A very good duet with Sia herself followed and several singles landed – including a collaboration with Jack Antonoff. But in 2017 it was quietly announced that Daddy Issues had been shelved.
Not exactly sanitised, the Sia idea of Brooke Candy was a subtle, thinning-out of what originally attracted the star to the ‘I Want To Fuck Right Now’ rapper. Well, Sexorcism sees her return.
Brooke Candy has enlisted various Drag Race alumni, Real Housewives stars, her continued hook-up pal Charli XCX, Iggy Azalea and Rico Nasty amongst others for a riot of sex, mayhem and above all else, fun.

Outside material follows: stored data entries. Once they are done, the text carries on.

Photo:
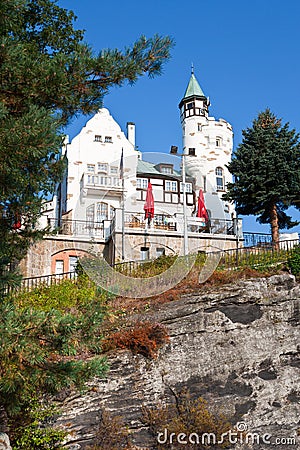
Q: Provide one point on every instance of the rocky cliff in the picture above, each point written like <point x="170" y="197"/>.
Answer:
<point x="237" y="346"/>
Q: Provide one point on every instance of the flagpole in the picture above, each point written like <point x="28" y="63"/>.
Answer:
<point x="123" y="204"/>
<point x="123" y="220"/>
<point x="185" y="230"/>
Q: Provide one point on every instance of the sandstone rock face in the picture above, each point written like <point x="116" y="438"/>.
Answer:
<point x="237" y="346"/>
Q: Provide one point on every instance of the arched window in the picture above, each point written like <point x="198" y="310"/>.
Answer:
<point x="218" y="141"/>
<point x="220" y="179"/>
<point x="102" y="212"/>
<point x="90" y="214"/>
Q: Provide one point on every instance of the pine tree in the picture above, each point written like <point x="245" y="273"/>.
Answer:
<point x="266" y="170"/>
<point x="48" y="76"/>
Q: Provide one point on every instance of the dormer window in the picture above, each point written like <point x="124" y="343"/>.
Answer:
<point x="220" y="179"/>
<point x="91" y="168"/>
<point x="102" y="167"/>
<point x="166" y="169"/>
<point x="218" y="142"/>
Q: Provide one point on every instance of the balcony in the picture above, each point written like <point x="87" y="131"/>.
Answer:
<point x="81" y="228"/>
<point x="172" y="223"/>
<point x="93" y="183"/>
<point x="159" y="222"/>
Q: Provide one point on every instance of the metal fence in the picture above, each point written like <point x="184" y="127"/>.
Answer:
<point x="253" y="257"/>
<point x="29" y="283"/>
<point x="77" y="227"/>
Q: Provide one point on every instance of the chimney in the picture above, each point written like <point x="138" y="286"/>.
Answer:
<point x="131" y="133"/>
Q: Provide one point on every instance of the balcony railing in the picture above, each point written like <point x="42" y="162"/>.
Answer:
<point x="167" y="222"/>
<point x="100" y="181"/>
<point x="159" y="222"/>
<point x="80" y="227"/>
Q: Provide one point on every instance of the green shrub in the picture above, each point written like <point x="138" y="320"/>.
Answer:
<point x="66" y="295"/>
<point x="188" y="416"/>
<point x="294" y="261"/>
<point x="32" y="429"/>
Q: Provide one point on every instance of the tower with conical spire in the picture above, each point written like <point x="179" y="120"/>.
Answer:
<point x="211" y="141"/>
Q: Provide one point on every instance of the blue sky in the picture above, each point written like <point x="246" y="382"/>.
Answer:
<point x="245" y="54"/>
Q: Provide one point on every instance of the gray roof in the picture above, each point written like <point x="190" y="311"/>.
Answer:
<point x="145" y="167"/>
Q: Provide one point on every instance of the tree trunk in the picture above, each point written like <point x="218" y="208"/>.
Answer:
<point x="274" y="227"/>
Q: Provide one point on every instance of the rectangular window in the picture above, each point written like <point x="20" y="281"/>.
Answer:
<point x="171" y="186"/>
<point x="59" y="266"/>
<point x="102" y="211"/>
<point x="188" y="188"/>
<point x="114" y="170"/>
<point x="90" y="214"/>
<point x="142" y="183"/>
<point x="166" y="169"/>
<point x="102" y="167"/>
<point x="91" y="168"/>
<point x="73" y="263"/>
<point x="220" y="183"/>
<point x="204" y="183"/>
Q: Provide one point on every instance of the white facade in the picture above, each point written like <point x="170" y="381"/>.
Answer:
<point x="211" y="142"/>
<point x="92" y="188"/>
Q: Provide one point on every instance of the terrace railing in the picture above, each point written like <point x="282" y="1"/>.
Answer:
<point x="252" y="257"/>
<point x="80" y="227"/>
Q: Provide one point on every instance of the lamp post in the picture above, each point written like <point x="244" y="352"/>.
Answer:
<point x="174" y="151"/>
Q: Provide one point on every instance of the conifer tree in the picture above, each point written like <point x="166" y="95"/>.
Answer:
<point x="48" y="76"/>
<point x="266" y="170"/>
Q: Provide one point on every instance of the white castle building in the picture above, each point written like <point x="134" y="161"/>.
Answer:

‘Nymph’, ‘Rim’, ‘Cum’, ‘Drip’ and ‘Honey Pussy’ give none-too-subtle clues as to what’s on offer and Candy seems to be having a ball, doing things her way and on her terms. There is an attempt to make a pop splash with ‘Freak Like Me’, the album’s most commercial and least pornographic track, and along with the more experimental electronic edges of ‘Encore’ and the Boys Noise-produced brilliance of ‘FMU’ there is enough variety here to keep everyone happy.
Brooke Candy has stuck to her artistic guns and her fans will thank her for it. She may not get the wider audience that was initially desired but Sexorcism perfectly encapsulates the freaky princesses magically perverse vision.